Castillo_Personal Narrative: Some Notes on my Notebooking Practices

            Like a small insect at work, I plug away at my personal knowledge infrastructure primarily with notebooks. Devoutly, I organize my thoughts and process information with my hands (i.e., when I shop for clothes I rub the fabric between my fingers, or when I purchase knickknacks, I hold them in my palm first to feel their heft and weight). Putting pen to paper, I jump from one idea to another—one plateau to another—processing and generating new conclusions which would otherwise not arrive. Notetaking in this way, as a generative thinking practice, was a door I completely stumbled upon during my second year of teaching when a student’s mom had sent him to school the week before Christmas break with a small gift, a set of MUJI notebooks. My first thought was the price, because teachers are informed every year that they cannot accept gifts greater than $5 (according to the ethics guidelines provided by the city). Luckily, the price tag was accidentally left on the back of the thin packet of notebooks, wrapped in cellophane, reading $2.99. At the time, I didn’t think much of them and packed them away in my closet. 

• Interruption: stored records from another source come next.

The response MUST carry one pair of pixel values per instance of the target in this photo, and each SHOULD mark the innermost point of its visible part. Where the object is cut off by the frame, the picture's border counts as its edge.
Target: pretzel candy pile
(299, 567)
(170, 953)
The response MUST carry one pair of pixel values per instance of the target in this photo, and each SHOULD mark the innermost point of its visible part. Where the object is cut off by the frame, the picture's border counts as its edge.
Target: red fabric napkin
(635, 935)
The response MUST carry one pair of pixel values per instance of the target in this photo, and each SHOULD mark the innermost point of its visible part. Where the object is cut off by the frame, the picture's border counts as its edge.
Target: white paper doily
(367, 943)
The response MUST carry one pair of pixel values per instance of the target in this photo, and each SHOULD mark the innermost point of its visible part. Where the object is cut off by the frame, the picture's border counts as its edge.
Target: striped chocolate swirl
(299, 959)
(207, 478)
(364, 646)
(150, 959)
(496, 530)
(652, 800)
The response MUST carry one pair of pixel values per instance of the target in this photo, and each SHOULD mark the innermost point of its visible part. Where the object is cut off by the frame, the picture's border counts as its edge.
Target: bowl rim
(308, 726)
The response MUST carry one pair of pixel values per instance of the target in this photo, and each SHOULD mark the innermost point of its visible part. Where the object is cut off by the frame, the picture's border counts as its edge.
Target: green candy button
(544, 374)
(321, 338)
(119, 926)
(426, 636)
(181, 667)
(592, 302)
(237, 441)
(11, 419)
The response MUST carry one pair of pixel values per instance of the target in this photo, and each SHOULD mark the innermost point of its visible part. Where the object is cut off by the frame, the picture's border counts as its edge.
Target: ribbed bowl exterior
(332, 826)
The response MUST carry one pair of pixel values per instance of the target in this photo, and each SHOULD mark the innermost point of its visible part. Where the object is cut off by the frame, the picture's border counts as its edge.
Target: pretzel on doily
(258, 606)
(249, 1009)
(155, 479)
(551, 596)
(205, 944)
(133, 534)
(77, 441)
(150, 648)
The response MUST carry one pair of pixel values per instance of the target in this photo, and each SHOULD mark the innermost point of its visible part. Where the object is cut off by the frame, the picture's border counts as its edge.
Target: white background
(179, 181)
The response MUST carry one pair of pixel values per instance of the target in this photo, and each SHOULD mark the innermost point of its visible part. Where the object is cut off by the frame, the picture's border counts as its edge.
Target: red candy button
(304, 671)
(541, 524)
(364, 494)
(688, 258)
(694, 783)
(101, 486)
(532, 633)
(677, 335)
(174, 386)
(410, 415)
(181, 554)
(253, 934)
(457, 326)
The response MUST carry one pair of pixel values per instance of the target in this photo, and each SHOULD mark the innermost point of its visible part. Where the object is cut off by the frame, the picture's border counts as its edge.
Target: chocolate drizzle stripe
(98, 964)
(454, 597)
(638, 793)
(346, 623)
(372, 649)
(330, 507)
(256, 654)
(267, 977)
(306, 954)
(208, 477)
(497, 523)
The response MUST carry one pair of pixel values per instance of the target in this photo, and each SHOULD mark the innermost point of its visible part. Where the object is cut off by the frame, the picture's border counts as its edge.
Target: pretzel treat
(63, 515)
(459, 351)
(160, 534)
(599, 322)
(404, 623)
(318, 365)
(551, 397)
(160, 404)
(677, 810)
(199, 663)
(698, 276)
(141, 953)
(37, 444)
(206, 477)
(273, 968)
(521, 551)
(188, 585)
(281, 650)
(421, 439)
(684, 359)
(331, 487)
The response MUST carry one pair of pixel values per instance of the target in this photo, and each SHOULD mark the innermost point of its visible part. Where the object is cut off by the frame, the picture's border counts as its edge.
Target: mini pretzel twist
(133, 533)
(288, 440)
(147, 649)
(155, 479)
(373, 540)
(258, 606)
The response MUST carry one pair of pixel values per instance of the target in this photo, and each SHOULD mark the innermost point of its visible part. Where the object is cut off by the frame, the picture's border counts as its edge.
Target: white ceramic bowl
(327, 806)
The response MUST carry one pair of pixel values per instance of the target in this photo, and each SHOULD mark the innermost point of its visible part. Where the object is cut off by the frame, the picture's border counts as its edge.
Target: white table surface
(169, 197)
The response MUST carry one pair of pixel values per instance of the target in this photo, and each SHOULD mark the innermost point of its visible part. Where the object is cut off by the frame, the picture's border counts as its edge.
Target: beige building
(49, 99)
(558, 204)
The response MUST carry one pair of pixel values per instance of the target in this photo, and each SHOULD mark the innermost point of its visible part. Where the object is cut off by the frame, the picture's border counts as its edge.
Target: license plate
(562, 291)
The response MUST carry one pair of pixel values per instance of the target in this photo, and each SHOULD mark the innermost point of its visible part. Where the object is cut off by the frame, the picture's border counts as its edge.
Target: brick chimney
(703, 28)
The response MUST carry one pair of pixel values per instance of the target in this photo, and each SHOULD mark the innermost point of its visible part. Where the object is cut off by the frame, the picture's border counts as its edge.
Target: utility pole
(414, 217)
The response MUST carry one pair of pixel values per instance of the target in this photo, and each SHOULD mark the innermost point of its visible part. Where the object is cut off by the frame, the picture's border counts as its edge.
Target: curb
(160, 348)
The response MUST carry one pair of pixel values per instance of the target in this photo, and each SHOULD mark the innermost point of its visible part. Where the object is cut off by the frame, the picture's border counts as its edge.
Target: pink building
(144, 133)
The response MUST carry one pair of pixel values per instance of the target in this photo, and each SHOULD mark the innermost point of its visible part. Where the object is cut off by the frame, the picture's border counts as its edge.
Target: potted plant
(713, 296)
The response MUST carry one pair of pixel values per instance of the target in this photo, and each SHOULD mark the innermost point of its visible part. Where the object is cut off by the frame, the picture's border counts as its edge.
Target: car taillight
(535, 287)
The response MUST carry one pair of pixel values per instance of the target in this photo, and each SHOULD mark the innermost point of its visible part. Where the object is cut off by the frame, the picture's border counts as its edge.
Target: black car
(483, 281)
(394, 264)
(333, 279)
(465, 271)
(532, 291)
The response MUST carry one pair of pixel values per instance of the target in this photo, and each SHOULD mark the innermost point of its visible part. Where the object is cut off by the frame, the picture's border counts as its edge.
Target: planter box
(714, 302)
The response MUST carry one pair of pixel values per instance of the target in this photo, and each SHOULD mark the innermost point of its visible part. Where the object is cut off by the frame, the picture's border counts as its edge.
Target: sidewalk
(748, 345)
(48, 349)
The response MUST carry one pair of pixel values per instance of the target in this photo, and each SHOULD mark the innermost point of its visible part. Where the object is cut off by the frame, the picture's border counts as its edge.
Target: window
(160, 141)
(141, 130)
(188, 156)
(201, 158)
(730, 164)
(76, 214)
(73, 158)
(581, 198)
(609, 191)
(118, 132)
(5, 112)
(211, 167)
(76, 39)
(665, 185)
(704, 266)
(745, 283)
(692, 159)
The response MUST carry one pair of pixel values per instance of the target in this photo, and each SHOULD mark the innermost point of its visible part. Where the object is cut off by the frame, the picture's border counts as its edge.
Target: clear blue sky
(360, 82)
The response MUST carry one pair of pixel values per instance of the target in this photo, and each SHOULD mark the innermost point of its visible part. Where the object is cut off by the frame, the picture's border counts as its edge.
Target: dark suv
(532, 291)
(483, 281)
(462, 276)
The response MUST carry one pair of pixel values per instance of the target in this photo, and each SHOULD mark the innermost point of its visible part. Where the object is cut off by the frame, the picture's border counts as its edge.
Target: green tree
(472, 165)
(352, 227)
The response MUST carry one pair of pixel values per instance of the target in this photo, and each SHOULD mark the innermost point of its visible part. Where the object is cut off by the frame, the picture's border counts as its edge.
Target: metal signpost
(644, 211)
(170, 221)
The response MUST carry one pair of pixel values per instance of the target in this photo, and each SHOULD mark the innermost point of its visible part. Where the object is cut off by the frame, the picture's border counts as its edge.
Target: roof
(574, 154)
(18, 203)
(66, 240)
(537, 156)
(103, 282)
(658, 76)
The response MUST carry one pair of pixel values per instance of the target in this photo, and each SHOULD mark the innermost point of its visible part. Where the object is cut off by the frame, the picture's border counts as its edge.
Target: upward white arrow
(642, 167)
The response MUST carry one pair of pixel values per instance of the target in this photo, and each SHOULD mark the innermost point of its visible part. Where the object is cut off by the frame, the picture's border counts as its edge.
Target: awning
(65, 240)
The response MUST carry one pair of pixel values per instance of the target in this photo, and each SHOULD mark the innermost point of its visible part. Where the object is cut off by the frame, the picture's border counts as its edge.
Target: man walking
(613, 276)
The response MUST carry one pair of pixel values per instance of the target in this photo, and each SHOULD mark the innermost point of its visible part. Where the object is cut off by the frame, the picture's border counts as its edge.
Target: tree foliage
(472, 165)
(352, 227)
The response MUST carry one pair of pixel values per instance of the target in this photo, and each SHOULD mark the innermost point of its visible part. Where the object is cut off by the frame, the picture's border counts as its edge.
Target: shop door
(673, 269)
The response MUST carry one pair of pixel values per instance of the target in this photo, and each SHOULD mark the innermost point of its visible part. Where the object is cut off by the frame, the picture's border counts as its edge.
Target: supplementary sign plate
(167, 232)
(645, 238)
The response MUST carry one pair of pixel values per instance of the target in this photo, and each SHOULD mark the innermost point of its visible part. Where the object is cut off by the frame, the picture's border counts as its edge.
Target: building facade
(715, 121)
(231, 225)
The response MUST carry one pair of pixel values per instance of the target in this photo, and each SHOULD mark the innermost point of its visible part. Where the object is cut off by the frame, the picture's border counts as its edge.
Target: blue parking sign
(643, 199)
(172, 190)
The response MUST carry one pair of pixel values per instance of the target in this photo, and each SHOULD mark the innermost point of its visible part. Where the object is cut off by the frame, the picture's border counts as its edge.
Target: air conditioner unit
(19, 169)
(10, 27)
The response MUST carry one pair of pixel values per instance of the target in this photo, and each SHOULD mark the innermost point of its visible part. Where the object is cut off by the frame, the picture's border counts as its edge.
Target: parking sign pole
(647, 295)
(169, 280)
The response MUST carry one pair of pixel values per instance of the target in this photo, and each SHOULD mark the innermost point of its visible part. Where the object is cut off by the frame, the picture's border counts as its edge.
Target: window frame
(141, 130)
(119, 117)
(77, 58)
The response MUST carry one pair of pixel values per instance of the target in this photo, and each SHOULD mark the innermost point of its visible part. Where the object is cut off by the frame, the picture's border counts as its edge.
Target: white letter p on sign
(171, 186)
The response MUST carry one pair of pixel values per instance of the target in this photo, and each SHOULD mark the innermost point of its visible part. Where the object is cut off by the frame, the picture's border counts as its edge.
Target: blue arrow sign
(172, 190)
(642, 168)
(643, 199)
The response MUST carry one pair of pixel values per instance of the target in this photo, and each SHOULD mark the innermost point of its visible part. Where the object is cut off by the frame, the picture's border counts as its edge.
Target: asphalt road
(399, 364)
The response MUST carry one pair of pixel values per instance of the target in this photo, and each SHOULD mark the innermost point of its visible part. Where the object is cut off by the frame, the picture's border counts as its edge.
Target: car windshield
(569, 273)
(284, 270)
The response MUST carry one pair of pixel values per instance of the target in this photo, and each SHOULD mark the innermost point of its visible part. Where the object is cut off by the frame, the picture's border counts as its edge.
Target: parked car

            It wasn’t until I ran across David Allen’s Getting Things Done—a system I, to this day, still wish I had the discipline and dedication for—that I started to think more seriously about the value of externalizing ideas and setting them aside, as opposed to walking around with them in my head and thinking about them all day long. At first, I thought notebooks would provide a space to ‘offload’ ideas, as Allen advises, but quickly I began to realize that the blank canvas of a page afforded other opportunities (i.e., drawing, diagraming, categorizing, schematizing, and so on). Using my notebooks in this way, they quickly became generative spaces wherein new ideas and connections would arrive, akin to what friends describe during, or moments right after, dreaming. 

            In thinking of this week’s assignment, I could not help but go back to those MUJI notebooks—especially because I have been on the hunt for the perfect (the ideal!) notebook and pen combination ever since. After years of testing, I still rely on MUJI notebooks and find them to be the best for my hand and eyes (my ideal pen is a blue, mass market, Paper Mate that is no longer in production). So, in the spirit of our course, I began to think about where do these notebooks come from? And how are they made? (What are the system of substrates that make it possible for me to purchase MUJI notebooks just a few blocks from the Graduate Center, across the street from Bryant Park?). A quick search revealed that MUJI is short for Mujirushi Ryōhin, a publicly traded corporation based in Tokyo, Japan that was founded in 1980 as a “product brand” of a Japanese supermarket chain, The Seiyu (est. 1946)—which changed the way that I think about MUJI, from a stylish but ‘lowkey’ retailer to a subsidiary of a much larger retail chain, one akin to Walmart or Best Buy. I started to wonder about every aspect of the notebooks materials along with the entirety of its production, from the sourcing of the materials to the shipping across oceans—a scope that would far exceed the 500 word limit of which I am already over. As the semester moves forward, I want to keep thinking about my notebooks and pens, both as conceptual landscapes but also as material objects, considering where they come from and how I perhaps might find a better, but comparable, alternative to minimize the hidden costs associated with stationary goods that are produced half-way around the world and neatly organized by size and color at MUJI store on 5th avenue.